Research vessel Helmer Hanssen left at the end of May from Tromsø and surveyed transect lines to the west from the Norwegian shelf into the open ocean. Researchers from Sintef Ocean and Uit Arctic University of Norway worked in partnership to cover different activities in relation to plankton communities, fishing gear technology and marine ingredients processing. The cruise collected data down to 1200m depth that will provide information to enable mesozooplankton mass estimation and characterization. The water column was also profiled at different depths for data regarding environmental variables. Testing new technologies for identifying and harvesting aggregations of selected mesopelagic species was also part of the cruise research. Besides, preservation and processing methods were applied to optimize the stability and quality of new biomarine ingredients from low trophic marine species.

Research vessel Helmer Hanssen (Credit UiT).

Tales from the depths

The so-called mesopelagic zone is a dark oceanic habitat that extends from 200 to 1000 metres depths. Known as the “twilight zone”, 1% of the sunlight reaches the top of this area whereas no light is found by the bottom. For many decades, the presence of bizarre and bioluminescence creatures has attracted the attention of many researchers who have tried to discover what is hidden in the deep sea. These species play an important role in marine food web interactions, being one of the principal components transferring nutrients from low trophic levels to larger pelagic predators. Furthermore, its contribution is crucial for the regulation of climate by carbon cycling. But overall, the current knowledge on mesopelagic species remains yet quite unknown within marine science research.

Since the 1970’s, different investigations have emphasized the potential of mesopelagic species as one of the largest and yet unexploited marine resources. Current estimations suggest a total fish biomass that ranges between 1000 and 10,000 tonnes. In this context, within a growing population scenario, mesopelagic species have been targeted for the development of a potential new fishery that could provide new sources of food, dietary supplements, fishmeal and nutraceuticals. However, research is needed in terms of ecology, biology, harvesting and processing to prevent any kind of consequences to the ecosystem and thus develop a knowledge-based management for a sustainable exploitation.

Benthosema glaciale (glaciar lanternfish), krill and the copepod Calanus finmarchicus are some of the targeted species (Credit: Sintef Ocean).

Future perspectives

Increased attention on mesopelagic resources has led to several commercial and research trials for biomass and scientific assessment. Despite the efforts, empirical results revealed major knowledge gaps in, among others, stock assessment, distribution, seasonal variability and species composition. At this point, biology, ecology and technology need to meet in order to develop innovative harvesting and processing technologies for the development of a profitable new biomarine industry.

Real catch from Helmer Hanssen during June 2021, mainly composed of Benthosema glaciale and krill. (Credit: SINTEF Ocean)

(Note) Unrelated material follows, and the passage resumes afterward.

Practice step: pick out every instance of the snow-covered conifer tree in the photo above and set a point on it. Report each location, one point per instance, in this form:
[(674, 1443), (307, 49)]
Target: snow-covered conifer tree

Despite the scenario, researchers at Helmer Hanssen put their effort for 15 days to get relevant data that may contribute filling these gaps. These cruises allow the interaction between different groups and, therefore, the synergy of results that contribute throughout the different steps of the value chain. Understanding the ecological functioning of the mesopelagic species and the environmental variables by which they are influenced will help to understand their behaviour and spatial temporal distribution. This can lead to the development of models to predict the distribution of stocks and therefore optimize the fishing and harvesting process. The use of the appropriate fishing gear technology contributes on reduced by-catch hauls, which allows a better processing and thus guarantees a higher quality and stability of the raw material. All these efforts share a holistic approach to ensure a sustainable management and harvesting of a potential new fishery based on mesopelagic species.  This cruise will be repeated yearly in order to evaluate and predict ecosystem dynamics.